Он закричал так, что у Мукана зазвенело в ушах. В тот же миг от взрыва гранаты за окном стены мазанки качнулись, осыпаясь сухой глиной. Мукан, далеко выброшенный во двор Андреем, упал на четвереньки. Пополз, как звереныш, обдирая ладони о мерзлые комья земли. Вскочил на ноги и, ничего не видя перед собой, задыхаясь, с колотящимся сердцем побежал вверх по склону, плача навзрыд и саднящими от порезов ладонями размазывая по лицу слезы и кровь.
На гребне урочища он обернулся. В загустевшей синеве вечернего неба горели неярко звезды. Свет их словно померк от высокого костра, взметнувшего к небу снопы искр. Вокруг, паля в огонь из винтовок, скакали верховые. Против костра они все казались черными всадниками на черных конях.
Выехав на гребень, еще в седле дедушка Мукан начинает напряженно вглядываться в даль. Ветер с юга, неся дыхание азиатских пустынь, чернит верхушки сугробов, но в урочище, где стоял когда-то аул баганалинцев, а потом была колхозная ферма, снежный покров еще глубок и нерушим.

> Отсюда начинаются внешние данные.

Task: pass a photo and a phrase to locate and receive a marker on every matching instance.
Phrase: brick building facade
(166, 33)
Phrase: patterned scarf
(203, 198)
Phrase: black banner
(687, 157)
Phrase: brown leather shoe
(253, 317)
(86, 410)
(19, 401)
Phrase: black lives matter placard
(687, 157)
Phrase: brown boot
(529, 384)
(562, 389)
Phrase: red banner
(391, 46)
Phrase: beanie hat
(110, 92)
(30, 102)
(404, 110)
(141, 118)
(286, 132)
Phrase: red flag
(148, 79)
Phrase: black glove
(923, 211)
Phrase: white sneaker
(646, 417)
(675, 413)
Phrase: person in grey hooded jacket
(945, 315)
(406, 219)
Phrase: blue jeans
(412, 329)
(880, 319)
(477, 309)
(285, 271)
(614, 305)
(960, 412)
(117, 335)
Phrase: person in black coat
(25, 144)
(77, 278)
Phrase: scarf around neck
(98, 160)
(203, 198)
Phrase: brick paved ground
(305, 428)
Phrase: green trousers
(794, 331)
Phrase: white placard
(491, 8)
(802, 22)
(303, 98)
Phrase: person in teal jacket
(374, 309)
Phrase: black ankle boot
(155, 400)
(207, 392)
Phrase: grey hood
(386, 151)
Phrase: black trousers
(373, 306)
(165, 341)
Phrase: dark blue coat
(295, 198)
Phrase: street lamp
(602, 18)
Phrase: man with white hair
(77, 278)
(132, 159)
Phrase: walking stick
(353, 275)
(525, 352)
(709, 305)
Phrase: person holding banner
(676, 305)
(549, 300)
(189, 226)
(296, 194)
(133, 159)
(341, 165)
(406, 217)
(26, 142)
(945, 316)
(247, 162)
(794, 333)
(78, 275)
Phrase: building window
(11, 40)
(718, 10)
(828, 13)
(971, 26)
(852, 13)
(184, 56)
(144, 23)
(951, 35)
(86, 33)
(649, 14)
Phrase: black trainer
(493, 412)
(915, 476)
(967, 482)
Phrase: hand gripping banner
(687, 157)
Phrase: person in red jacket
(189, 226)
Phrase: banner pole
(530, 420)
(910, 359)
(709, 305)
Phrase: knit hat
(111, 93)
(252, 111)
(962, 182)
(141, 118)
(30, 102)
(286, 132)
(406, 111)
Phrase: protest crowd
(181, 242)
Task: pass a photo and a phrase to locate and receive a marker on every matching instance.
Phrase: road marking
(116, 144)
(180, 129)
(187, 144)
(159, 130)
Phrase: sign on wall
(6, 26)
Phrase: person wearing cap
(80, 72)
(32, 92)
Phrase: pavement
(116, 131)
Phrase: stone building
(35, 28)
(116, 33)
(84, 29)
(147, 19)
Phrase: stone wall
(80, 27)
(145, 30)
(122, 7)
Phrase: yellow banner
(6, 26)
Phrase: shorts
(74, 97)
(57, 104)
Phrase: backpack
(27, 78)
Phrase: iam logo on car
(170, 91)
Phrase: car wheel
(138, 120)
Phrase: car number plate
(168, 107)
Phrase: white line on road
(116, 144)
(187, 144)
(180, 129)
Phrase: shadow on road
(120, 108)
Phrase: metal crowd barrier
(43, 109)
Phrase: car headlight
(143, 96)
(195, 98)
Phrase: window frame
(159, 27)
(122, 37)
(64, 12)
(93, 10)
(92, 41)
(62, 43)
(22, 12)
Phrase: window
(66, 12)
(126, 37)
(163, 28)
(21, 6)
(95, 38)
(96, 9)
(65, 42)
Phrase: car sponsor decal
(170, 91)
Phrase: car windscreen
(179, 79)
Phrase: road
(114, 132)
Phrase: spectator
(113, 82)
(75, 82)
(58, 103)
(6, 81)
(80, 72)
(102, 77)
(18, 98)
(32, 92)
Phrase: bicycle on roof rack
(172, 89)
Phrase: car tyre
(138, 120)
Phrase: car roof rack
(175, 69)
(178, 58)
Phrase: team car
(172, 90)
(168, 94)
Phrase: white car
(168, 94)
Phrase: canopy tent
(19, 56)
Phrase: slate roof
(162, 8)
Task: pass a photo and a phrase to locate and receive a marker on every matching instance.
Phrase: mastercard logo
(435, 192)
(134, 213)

Глаза в красных веках у дедушки Мукана слезятся, в груди покалывает. Он чувствует, что силы уходят, истекают каплями, как вода, пролитая на горячий песок. Минувшим летом, прихватив кетмень, он съездил на родовое кладбище — в холерный год сюда переселилось пол-аула. Поправил глинобитные стены мазара над могилой отца, расчистил рядом площадку. Он надеется, что после его смерти женщинам из поселка не придется на седьмой день возводить надгробие из глины. Директор совхоза, наверное, не откажет, разрешит взять для мазара белый кирпич.

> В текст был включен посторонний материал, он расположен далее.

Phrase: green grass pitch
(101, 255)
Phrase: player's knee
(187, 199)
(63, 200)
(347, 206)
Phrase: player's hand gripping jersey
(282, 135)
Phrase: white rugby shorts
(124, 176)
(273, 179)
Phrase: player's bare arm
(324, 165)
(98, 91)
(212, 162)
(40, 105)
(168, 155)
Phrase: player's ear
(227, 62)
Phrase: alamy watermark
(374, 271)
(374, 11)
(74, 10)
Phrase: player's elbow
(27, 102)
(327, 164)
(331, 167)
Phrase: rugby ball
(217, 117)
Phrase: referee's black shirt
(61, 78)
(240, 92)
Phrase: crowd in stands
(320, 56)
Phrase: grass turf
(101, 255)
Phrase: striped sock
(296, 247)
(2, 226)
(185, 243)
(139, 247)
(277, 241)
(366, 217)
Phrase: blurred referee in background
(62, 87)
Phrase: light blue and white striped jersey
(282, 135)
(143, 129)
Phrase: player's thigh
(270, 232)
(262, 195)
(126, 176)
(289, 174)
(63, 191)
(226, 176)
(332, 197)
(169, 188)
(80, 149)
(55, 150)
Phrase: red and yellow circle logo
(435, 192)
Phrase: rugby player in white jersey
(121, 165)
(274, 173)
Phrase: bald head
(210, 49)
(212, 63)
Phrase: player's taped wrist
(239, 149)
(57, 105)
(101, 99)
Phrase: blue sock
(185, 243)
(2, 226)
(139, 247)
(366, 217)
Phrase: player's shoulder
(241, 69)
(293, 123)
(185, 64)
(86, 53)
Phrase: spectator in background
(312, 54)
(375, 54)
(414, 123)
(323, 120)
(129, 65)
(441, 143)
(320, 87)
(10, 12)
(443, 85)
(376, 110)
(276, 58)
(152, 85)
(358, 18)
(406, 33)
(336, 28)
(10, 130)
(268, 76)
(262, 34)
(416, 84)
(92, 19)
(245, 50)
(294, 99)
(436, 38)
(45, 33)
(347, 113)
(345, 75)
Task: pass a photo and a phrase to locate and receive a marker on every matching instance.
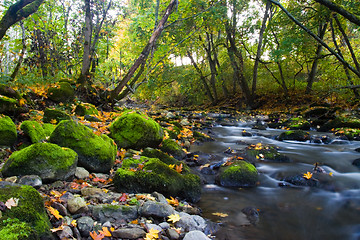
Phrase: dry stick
(317, 38)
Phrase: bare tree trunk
(145, 53)
(260, 46)
(16, 12)
(314, 67)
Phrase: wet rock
(31, 180)
(76, 205)
(114, 213)
(81, 173)
(85, 225)
(156, 209)
(129, 233)
(195, 235)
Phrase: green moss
(34, 130)
(134, 130)
(238, 174)
(154, 175)
(86, 109)
(13, 229)
(47, 160)
(96, 153)
(30, 208)
(8, 133)
(55, 114)
(62, 92)
(170, 146)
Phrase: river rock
(136, 131)
(128, 233)
(156, 209)
(96, 153)
(77, 205)
(195, 235)
(114, 213)
(47, 160)
(85, 225)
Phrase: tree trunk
(259, 47)
(145, 53)
(16, 12)
(314, 67)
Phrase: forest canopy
(183, 52)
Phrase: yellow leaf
(174, 218)
(307, 175)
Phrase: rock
(238, 174)
(62, 92)
(51, 115)
(96, 153)
(81, 173)
(296, 135)
(65, 233)
(33, 130)
(8, 133)
(85, 225)
(156, 209)
(137, 131)
(195, 235)
(156, 176)
(30, 211)
(86, 109)
(49, 161)
(76, 205)
(114, 213)
(128, 233)
(172, 234)
(189, 222)
(171, 147)
(31, 180)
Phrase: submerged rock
(137, 131)
(96, 153)
(49, 161)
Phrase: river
(286, 212)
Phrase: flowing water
(285, 212)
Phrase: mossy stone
(7, 105)
(137, 131)
(33, 130)
(238, 174)
(151, 174)
(62, 92)
(55, 114)
(296, 135)
(170, 146)
(96, 153)
(86, 109)
(8, 132)
(30, 208)
(47, 160)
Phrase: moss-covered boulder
(55, 115)
(33, 130)
(62, 92)
(137, 131)
(170, 146)
(238, 174)
(7, 105)
(296, 135)
(8, 132)
(96, 153)
(29, 210)
(151, 174)
(265, 153)
(47, 160)
(86, 109)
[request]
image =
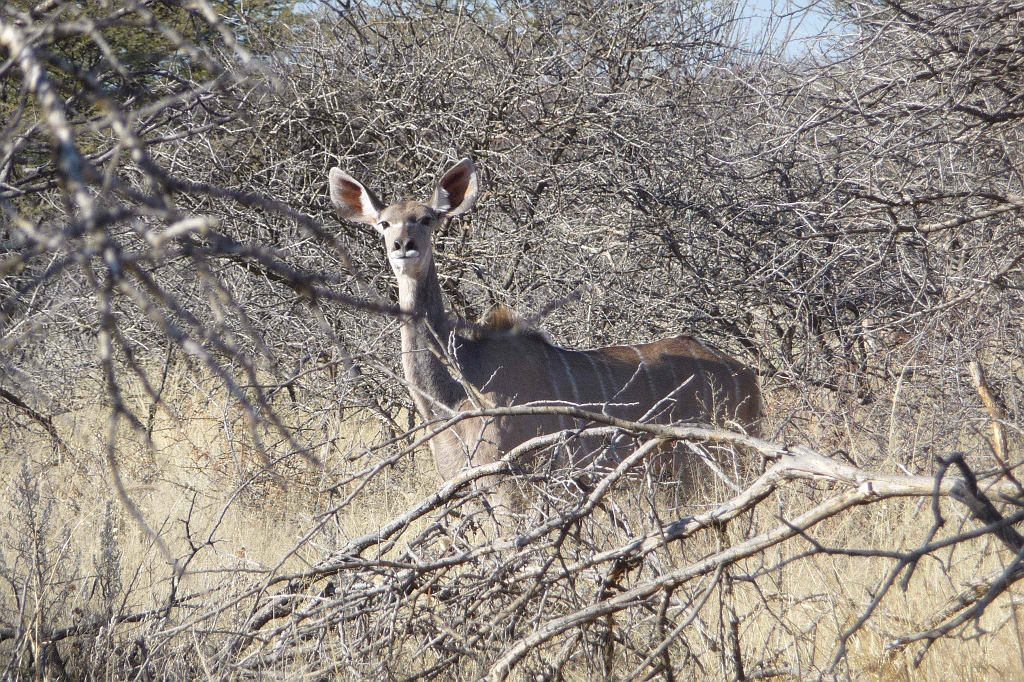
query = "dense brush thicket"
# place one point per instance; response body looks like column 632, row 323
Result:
column 845, row 215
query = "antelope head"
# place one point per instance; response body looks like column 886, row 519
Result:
column 407, row 226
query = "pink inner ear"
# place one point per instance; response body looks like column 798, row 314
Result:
column 351, row 195
column 456, row 185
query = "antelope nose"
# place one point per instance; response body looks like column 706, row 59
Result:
column 404, row 245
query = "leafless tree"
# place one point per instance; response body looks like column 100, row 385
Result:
column 846, row 219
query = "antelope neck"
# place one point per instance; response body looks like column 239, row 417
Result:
column 420, row 344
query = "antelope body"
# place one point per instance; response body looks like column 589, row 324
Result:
column 672, row 380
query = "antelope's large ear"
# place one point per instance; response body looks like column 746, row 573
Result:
column 457, row 192
column 353, row 201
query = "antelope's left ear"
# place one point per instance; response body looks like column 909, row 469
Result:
column 457, row 190
column 352, row 200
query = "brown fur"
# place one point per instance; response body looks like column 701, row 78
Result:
column 678, row 379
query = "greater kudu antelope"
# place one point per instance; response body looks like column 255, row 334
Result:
column 672, row 380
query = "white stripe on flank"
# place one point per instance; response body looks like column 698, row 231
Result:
column 554, row 383
column 646, row 372
column 597, row 373
column 568, row 373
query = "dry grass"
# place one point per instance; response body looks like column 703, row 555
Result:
column 211, row 501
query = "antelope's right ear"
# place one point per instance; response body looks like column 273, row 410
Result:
column 352, row 201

О близком конце дедушка Мукан думает спокойно. Гнетет и мучает его мысль о том, что вместе с ним исчезнет память о людях, сгоревших в саманной мазанке. Он часто видел, как погибали на фронте. Смерть везде страшна, но там были братские могилы, фанерные пирамидки под жестяными звездочками и ротный писарь, отправлявший родным похоронки. А тут он один — только один — еще помнит о людях, сгоревших дотла, знает, что одного из них звали Андреем. Умрет он, дедушка Мукан, и оборвется последняя ниточка, и будто снова, во второй раз умрут те трое. Он ходил в школу. Волнуясь, сбивчиво рассказал о налете карабандитов на аул. Пионеры обещали начать поиск. Но разве найдешь по одному имени следы троих людей, если в степи после гражданской человечьи кости остались под каждым бугром?

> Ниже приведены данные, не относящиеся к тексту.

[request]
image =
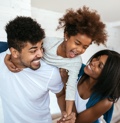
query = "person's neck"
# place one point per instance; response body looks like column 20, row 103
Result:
column 90, row 82
column 61, row 50
column 16, row 62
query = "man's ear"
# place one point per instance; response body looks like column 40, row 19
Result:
column 14, row 52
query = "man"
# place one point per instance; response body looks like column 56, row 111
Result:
column 25, row 95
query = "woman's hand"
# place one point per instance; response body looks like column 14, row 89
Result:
column 67, row 119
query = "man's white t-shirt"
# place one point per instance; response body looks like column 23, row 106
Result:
column 25, row 95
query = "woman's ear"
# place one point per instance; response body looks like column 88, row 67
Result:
column 14, row 52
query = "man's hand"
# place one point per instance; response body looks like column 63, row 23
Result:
column 67, row 119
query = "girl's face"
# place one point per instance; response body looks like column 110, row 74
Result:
column 76, row 45
column 95, row 67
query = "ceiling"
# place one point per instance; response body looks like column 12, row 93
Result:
column 108, row 9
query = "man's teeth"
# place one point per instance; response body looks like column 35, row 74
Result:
column 37, row 61
column 89, row 67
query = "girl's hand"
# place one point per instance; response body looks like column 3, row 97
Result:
column 10, row 65
column 67, row 119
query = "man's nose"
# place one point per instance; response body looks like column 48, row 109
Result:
column 40, row 53
column 80, row 50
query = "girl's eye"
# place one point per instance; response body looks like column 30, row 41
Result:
column 33, row 51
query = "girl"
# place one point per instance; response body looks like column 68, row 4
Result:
column 98, row 88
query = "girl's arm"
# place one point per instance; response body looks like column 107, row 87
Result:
column 92, row 114
column 10, row 65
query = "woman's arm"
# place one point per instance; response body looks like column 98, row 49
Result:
column 92, row 114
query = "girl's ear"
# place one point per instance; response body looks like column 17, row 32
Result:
column 14, row 52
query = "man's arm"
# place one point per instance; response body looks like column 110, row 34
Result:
column 61, row 100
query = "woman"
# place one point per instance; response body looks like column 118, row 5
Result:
column 98, row 88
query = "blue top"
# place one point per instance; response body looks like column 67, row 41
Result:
column 95, row 98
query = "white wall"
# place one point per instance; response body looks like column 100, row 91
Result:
column 10, row 9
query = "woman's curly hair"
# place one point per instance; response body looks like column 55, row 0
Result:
column 84, row 21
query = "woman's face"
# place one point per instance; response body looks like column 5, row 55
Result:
column 95, row 67
column 76, row 45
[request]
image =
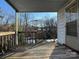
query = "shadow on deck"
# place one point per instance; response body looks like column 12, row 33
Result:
column 62, row 52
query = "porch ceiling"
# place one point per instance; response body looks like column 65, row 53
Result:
column 37, row 5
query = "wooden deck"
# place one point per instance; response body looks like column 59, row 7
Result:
column 39, row 51
column 6, row 33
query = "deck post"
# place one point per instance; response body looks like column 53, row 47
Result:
column 17, row 17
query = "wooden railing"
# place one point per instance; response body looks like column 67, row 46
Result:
column 7, row 41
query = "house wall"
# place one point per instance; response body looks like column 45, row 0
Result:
column 71, row 41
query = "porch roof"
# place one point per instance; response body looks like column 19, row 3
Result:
column 37, row 5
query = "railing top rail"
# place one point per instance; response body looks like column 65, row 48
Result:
column 6, row 33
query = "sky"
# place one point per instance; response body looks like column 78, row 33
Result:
column 34, row 15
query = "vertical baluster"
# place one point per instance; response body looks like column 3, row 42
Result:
column 3, row 45
column 0, row 45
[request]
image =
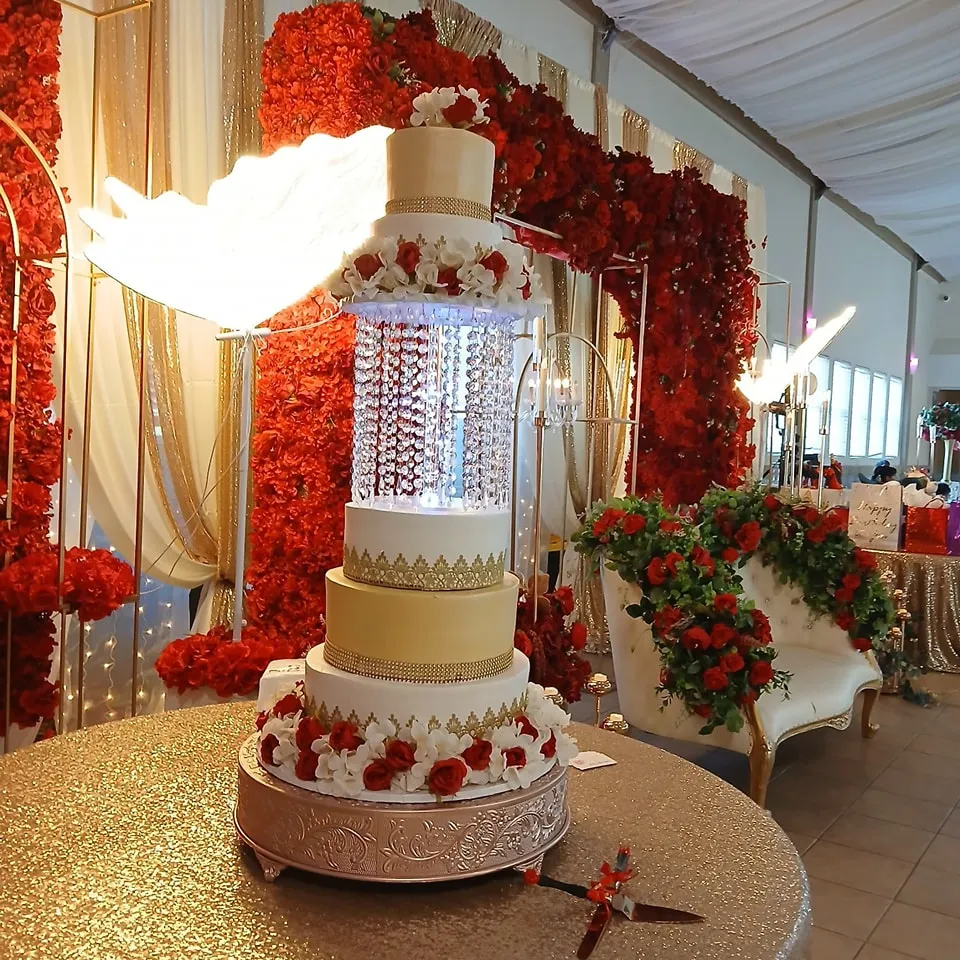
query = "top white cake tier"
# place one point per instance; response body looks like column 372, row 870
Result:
column 439, row 170
column 425, row 549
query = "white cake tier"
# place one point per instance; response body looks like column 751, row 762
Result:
column 471, row 791
column 458, row 708
column 425, row 549
column 439, row 170
column 435, row 226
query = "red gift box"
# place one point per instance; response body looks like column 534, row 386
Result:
column 926, row 530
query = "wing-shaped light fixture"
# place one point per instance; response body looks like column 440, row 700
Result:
column 776, row 377
column 270, row 232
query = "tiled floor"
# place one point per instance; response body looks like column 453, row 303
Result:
column 877, row 823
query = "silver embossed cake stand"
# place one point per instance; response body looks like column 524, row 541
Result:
column 286, row 826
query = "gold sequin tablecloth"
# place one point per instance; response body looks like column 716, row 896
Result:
column 932, row 584
column 117, row 843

Дедушка Мукан печалится. Смотрит пристально, словно желая вопреки всему разглядеть в урочище искры давнего костра. Зрение с годами у него ослабло, но слух по-прежнему чуток. Вглядываясь в даль, он одновременно прислушивается, не подает ли голос первая птица, отважно открывающая весенний перелет. Ему очень хочется хотя бы еще раз, в последний, увидеть, как в теплом небе тянутся стаи сизогрудых казарок, как медлительно, выше всех плывут журавли, как, суетясь и теряя перья, опускаются на озеро золотоглазые утки. Влажный воздух над степью тогда словно кипит от взмахов крыльев, от птичьего крика, писка, трубного гласа.
Он долго стоит на гребне урочища, чернеет столбиком на фоне высокого предвечернего неба. Его хорошо видно со всех концов поселка, и жители говорят друг другу с улыбкой:
— Радуйтесь, люди! Дедушка Мукан на бугор залез. Верная примета — весна идет.